Well Bonjovia was flummoxed and flabberghasted; she was agape and ever so slightly agog: this was Ted Theodorus, a catch beyond all catching, a beast beyond all taming, and now he was asking her to go the masked ball! How nervous it made her. But still, she knew how to reply:

“How can we properly enjoy the enchanted mystique of a masked ball,” she said, “if I already know that you’re going to wear a llama mask? I will know it’s you at once, and then it’s all for naught!” She was only 8 years old and knew nothing at all, but still Bonjovia’s logic was deft; “Must I explain the masked-ball etiquette to you, my dear Ted?” and she spoke like an adult. “Let’s adjourn to the gazebo and I will show you a few pie-charts.” But Ted demurred. He was like an untameable, 11-year-old gazelle.

Suddenly, a fart rang out. It was popcorn snappiness, with a bit of egg stench.

“You’re disgusting,” said Ted, inhaling against his will—but everyone knew Bonjovia was a bit gaseous when excited, and keep in mind she was only 8. For a moment it looked as though Ted would ‘cup one’ himself and throw it in her face for revenge, but instead he just sneezed. He turned to her softly, wiped his nose on an oak leaf, saying, “Whatever, gas-queen--I’ll see you at the masked ball.” Bonjovia’s bowels couldn’t contain the excitement. Pfft, Pt, pt. This time it was popcorn-y, yes, but with a sharp cheese zest. And she inhaled and inhaled, and it was a guilty sensation, but oh, it was alright. And Ted got the hell out of there.

But the night of the Ball, Ted did not show up. Bonjovia was shattered. No trace of Ted’s famous ‘llama mask'. She was only 8, but Bonjovia knew what disappointment meant. So she looked at those faces all night in the ballroom, hoping to catch sight of him, but it was one grotesque visage after another, and nary a spittling llama.

In the corner of the ballroom was a large table covered with freshly chopped carrot sticks. Bonjovia picked up one of the snacks and took a bite; she immediately let go the carrot stick and shrieked, fainting to the floor. Somebody shouted “Doctor!” and the music stopped.

After the commotion had settled and Bonjovia regained consciousness, she sipped a glass of water, and the doctor asked “What gave you such fright, my child?”

She was only 8 years old, but Bonjovia stared at the air, and whispering like a mystic: “That carrot stick, doctor. It tasted...” but she broke off sobbing. There was a renewed general commotion. The doctor pleaded with Bonjovia to snap the hell out of it. “Snap the hell out of it,” he thundered.

And she looked up at him and grimaced, “That carrot stick, doctor--it tasted just like llama meat.”

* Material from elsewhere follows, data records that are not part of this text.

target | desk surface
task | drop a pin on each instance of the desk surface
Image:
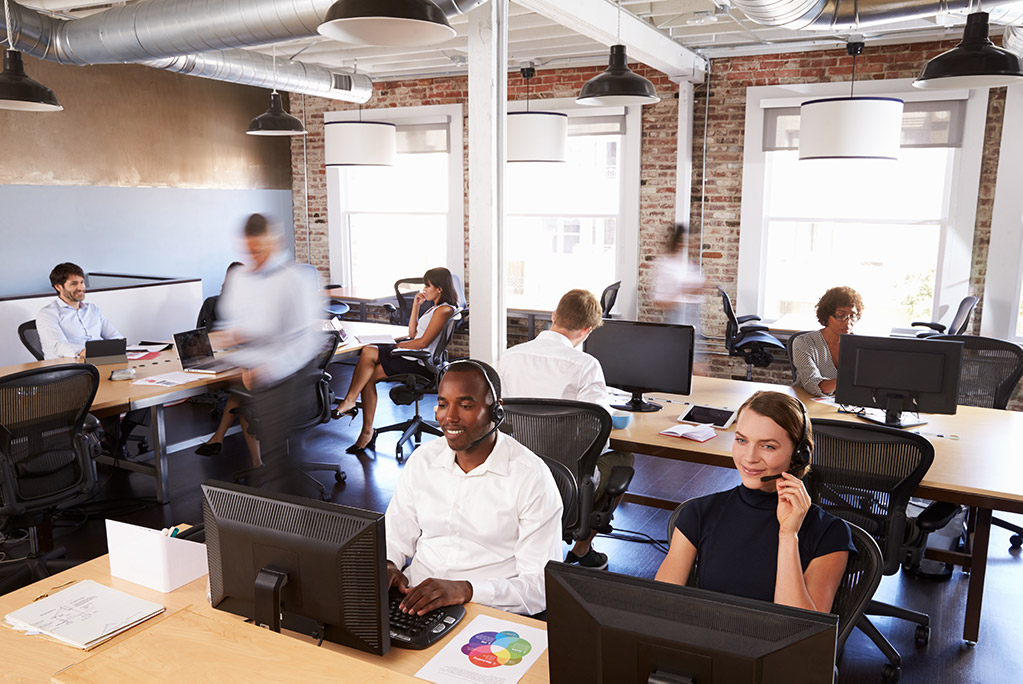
(974, 464)
(190, 638)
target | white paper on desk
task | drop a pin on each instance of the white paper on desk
(375, 339)
(171, 379)
(84, 614)
(489, 650)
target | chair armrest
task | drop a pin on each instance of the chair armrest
(618, 482)
(936, 515)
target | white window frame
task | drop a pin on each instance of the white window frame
(955, 243)
(627, 223)
(1005, 256)
(339, 232)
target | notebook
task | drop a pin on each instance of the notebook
(195, 353)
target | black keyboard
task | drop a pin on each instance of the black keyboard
(410, 631)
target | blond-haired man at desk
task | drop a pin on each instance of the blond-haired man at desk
(552, 366)
(68, 322)
(476, 515)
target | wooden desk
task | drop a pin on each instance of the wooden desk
(360, 297)
(975, 462)
(192, 640)
(116, 397)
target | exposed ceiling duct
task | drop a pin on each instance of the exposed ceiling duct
(846, 15)
(198, 38)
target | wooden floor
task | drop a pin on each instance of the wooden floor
(371, 479)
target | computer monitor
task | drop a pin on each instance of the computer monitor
(614, 629)
(897, 374)
(643, 357)
(314, 567)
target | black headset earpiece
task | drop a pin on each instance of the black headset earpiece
(801, 454)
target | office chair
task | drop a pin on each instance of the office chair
(412, 388)
(865, 473)
(788, 348)
(608, 299)
(404, 292)
(862, 576)
(45, 461)
(957, 326)
(29, 335)
(991, 369)
(753, 343)
(574, 435)
(310, 405)
(335, 308)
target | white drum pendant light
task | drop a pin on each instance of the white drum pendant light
(536, 136)
(850, 128)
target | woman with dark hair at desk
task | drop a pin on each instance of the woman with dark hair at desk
(764, 539)
(815, 354)
(375, 363)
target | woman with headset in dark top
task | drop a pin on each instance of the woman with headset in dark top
(764, 539)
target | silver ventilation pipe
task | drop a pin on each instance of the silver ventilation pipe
(254, 69)
(843, 15)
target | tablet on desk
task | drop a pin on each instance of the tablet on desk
(709, 415)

And she wailed. Everyone dropped their glasses, which shattered on the floor. The music had stopped for good; the band were huddled off in the corner, farting into a tuba.

And Bonjovia couldn’t help but laugh.

That carrot stick, doctor—it tasted just like llama meat.

“Sure, it smells funny,” she cried, as the band broke wind, “but it’s a sweet sweet sound,” she said. “Such sweet and disappointing sound!” And Bonjovia swooned.